00:24You know, with the three biggest touring West End musicals coming to the Alhambra, we've
00:29got Hamilton at the beginning of the year, and then we have Mary Poppins, and then at
00:33the back end of the year we've got Matilda. Sprinkled in between that, we've got Matthew
00:38Barnes, Swan Lake coming to us, and a new production for Bradford of Midnight Bell.
00:44We've got a South Korean dance company coming called Young May Dragons, and then I can't
00:48forget that we will both start 25 with the end of our 24 year panto, and then we will
00:55move into 25 at the end of the year with our legendary pantomime. It's fantastic for
01:01the economy, for tourism. Restaurants will be busier, bars will be busier, night-time
01:05economy will benefit dramatically. Well, it's really a palace, a beautiful palace
01:11in the centre of Bradford. From the outside, it has its domes and its arches, named after
01:16the Alhambra Palace, the Islamic palace in southern Spain, looking so beautiful and so
01:21distinctive, and then you come inside this auditorium, and it's a bit like the Palace
01:26of Versailles. It's got beautiful friezes, gilding, plaster work. You're in the most
01:31fabulous place. We've had Laurence Olivier's company, Chekhov, Sarah Bernhardt, the great
01:38Victorian actress, Laurel and Hardy, all the great comedians like Tommy Cooper, Frankie
01:43Howard, Ken Dodd.

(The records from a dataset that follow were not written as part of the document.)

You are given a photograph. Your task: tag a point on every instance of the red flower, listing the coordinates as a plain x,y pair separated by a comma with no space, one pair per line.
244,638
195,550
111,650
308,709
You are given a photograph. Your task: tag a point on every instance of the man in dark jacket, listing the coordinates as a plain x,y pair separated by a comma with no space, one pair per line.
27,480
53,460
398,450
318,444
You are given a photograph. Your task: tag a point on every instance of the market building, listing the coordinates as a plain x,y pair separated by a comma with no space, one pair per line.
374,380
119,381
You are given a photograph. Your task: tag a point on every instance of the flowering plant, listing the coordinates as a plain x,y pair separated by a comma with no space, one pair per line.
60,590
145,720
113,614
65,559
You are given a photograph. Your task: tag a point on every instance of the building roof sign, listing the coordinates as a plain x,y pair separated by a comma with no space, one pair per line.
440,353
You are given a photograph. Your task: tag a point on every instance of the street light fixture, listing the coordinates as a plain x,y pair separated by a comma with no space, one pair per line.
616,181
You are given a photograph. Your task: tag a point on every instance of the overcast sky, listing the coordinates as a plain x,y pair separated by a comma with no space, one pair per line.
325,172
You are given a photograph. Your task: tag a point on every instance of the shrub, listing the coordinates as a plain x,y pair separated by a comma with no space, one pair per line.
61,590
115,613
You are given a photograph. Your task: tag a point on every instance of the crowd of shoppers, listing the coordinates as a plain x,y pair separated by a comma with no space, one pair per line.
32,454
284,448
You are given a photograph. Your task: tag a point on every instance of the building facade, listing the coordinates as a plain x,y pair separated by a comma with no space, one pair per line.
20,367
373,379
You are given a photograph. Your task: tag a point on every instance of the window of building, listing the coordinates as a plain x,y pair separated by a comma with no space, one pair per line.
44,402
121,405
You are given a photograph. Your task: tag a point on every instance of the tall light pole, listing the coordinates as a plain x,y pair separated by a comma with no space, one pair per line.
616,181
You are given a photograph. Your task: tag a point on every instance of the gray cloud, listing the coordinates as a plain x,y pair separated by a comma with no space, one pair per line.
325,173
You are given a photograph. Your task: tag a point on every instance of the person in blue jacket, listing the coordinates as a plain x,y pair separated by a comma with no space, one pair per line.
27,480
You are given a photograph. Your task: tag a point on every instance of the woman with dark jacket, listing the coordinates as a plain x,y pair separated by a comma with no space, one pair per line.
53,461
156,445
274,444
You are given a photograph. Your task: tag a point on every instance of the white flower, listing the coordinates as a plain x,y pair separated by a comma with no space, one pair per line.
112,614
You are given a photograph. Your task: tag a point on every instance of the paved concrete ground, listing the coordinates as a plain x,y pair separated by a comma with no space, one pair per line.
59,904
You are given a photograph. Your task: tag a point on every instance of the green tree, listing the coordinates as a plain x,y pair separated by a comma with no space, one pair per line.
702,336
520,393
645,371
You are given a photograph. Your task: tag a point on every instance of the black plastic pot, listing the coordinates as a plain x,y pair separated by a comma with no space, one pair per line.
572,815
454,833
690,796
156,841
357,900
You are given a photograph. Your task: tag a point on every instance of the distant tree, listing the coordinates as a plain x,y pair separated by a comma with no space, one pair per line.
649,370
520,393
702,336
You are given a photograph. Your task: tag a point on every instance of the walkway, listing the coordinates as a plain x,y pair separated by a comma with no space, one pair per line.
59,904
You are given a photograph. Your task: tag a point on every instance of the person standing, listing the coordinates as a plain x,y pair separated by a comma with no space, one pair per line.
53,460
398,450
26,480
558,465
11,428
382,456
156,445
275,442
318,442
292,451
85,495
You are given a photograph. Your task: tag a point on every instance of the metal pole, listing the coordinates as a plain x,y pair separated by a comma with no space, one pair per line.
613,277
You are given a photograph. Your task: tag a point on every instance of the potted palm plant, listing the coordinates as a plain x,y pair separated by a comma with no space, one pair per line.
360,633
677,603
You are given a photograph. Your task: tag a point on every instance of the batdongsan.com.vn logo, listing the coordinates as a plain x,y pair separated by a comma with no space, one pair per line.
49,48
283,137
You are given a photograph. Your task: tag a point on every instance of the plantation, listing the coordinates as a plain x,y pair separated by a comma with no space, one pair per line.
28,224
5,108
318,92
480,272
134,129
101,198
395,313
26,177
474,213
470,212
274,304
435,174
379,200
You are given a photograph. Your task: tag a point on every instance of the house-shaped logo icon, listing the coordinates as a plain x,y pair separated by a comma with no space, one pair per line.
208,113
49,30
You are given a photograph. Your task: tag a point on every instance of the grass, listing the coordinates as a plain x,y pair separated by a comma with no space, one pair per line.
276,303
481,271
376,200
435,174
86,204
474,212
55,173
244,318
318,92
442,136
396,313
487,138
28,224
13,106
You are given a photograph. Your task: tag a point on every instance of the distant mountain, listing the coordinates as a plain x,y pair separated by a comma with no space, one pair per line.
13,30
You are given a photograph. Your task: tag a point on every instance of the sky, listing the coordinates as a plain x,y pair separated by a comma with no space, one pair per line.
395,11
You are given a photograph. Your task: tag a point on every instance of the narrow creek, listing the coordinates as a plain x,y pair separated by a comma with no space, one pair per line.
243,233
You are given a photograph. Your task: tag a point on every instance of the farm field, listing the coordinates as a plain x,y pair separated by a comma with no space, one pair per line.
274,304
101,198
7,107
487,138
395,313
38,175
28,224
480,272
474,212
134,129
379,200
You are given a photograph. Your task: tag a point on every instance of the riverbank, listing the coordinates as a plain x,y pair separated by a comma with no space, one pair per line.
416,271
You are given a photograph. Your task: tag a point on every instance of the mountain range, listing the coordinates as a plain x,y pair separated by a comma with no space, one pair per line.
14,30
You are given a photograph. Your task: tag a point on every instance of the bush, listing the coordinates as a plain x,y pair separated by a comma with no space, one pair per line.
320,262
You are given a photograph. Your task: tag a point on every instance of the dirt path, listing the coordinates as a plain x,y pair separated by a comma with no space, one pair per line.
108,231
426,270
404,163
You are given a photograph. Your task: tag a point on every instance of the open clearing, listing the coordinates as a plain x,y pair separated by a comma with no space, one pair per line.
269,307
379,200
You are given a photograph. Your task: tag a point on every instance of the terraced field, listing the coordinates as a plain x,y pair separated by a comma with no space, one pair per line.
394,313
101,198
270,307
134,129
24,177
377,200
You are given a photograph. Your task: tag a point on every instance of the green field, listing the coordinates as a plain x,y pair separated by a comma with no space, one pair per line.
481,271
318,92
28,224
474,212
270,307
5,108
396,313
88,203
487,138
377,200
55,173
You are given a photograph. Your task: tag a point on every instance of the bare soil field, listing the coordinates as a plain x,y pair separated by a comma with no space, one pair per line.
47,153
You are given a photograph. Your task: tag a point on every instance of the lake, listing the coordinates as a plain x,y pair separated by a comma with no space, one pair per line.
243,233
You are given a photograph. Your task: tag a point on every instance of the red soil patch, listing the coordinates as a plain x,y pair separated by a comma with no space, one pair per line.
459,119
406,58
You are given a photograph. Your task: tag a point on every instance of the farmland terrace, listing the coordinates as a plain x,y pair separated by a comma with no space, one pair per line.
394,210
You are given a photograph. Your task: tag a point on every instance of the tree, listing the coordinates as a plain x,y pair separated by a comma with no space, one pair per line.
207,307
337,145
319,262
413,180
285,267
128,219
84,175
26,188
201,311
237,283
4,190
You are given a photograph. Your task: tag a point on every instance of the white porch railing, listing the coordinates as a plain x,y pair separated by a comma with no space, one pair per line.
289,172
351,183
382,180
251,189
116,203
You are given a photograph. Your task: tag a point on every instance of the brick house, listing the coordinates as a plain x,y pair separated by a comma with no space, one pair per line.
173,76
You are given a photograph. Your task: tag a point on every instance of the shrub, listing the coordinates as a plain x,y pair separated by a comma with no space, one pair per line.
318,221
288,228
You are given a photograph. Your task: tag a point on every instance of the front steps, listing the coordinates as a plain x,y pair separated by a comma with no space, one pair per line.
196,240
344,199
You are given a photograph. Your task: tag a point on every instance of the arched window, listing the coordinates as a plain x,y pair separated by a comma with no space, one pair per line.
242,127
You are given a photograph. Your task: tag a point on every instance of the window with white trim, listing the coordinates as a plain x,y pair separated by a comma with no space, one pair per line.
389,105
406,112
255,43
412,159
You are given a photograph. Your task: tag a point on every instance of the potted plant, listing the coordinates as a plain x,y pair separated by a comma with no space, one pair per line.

We've got our wonderful Billy Pierce doing the panto here. From the
01:49word go, it has been the home of British panto, and also involving local community
01:55like the Sunbeams, the local troupe of juvenile girls who performed here. It was created by
02:00Frances Laidler, a theatrical impresario, who had this vision of a palace of varieties,
02:06and that was in 1914, just before the First World War. It went from success to success.
02:12If I was going to use one word to describe the Alhambra Theatre, I would say exquisite.